Cuando Eric insistió en pagar en nuestra primera cita, pensé que había conocido a un verdadero caballero. Rosas, un regalo dulce, una conversación encantadora… cumplía todos los requisitos. Cuando me envió un mensaje de texto al día siguiente, esperaba una bonita continuación, hasta que leí su mensaje.
Mi mejor amiga, Mia, tenía buenas intenciones cuando se ofreció a organizarme una cita, pero sus dotes como casamentera estaban totalmente por probar.

“¡Es súper simpático, Kelly! Todo un caballero. Te encantará”, insistió Mia por teléfono mientras rebuscaba en mi armario.
“Nunca me has tendido una trampa antes”, le recordé. “¿Qué te hace pensar que conoces a mi tipo?”.
“Porque te conozco mejor que nadie”, respondió con seguridad. “Además, Chris también responde por él. Son amigos desde hace años”.

Aquello me hizo reflexionar. Chris, el novio de Mia, sabía juzgar muy bien a las personas. Si creía que el tal Eric era decente, quizá había esperanza.
“Vale”, suspiré. “Enséñame una foto al menos”.
Un momento después, mi teléfono recibió un mensaje.

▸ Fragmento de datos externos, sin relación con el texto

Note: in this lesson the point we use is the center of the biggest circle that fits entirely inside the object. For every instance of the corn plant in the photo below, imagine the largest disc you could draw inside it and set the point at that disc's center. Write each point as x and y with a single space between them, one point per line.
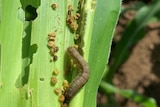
26 66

El tipo de la foto no era feo: bien peinado, bien vestido, con una sonrisa cálida que le llegaba hasta los ojos.
“Vale, es guapo”, admití.
“¡Te lo dije!”, chilló Mia. “Mándale un mensaje y queda con él. No te arrepentirás, te lo prometo”.
Tras unos cuantos mensajes casuales, quedé con Eric para cenar en un nuevo restaurante italiano con vistas al río. Nada demasiado lujoso, pero lo bastante agradable para una primera cita.

Llegué cinco minutos antes y esperé cerca de la entrada, como habíamos acordado. Estaba comprobando nerviosamente mi aspecto con la cámara del móvil cuando le vi acercarse al restaurante.
Se me aceleró un poco el pulso. La foto no me había mentido: era atractivo, con su aspecto pulcro e informal, y se comportaba con seguridad.
Lo que no esperaba era el ramo de rosas que llevaba en la mano.

No eran flores baratas de supermercado, sino un arreglo profesional atado con una cinta.
“Tú debes de ser Kelly”, dijo, mostrando la misma sonrisa cálida de su foto. “Son para ti”.
“Vaya, gracias”, respondí, realmente sorprendida al aceptarlas. “No tenías por qué hacerlo”.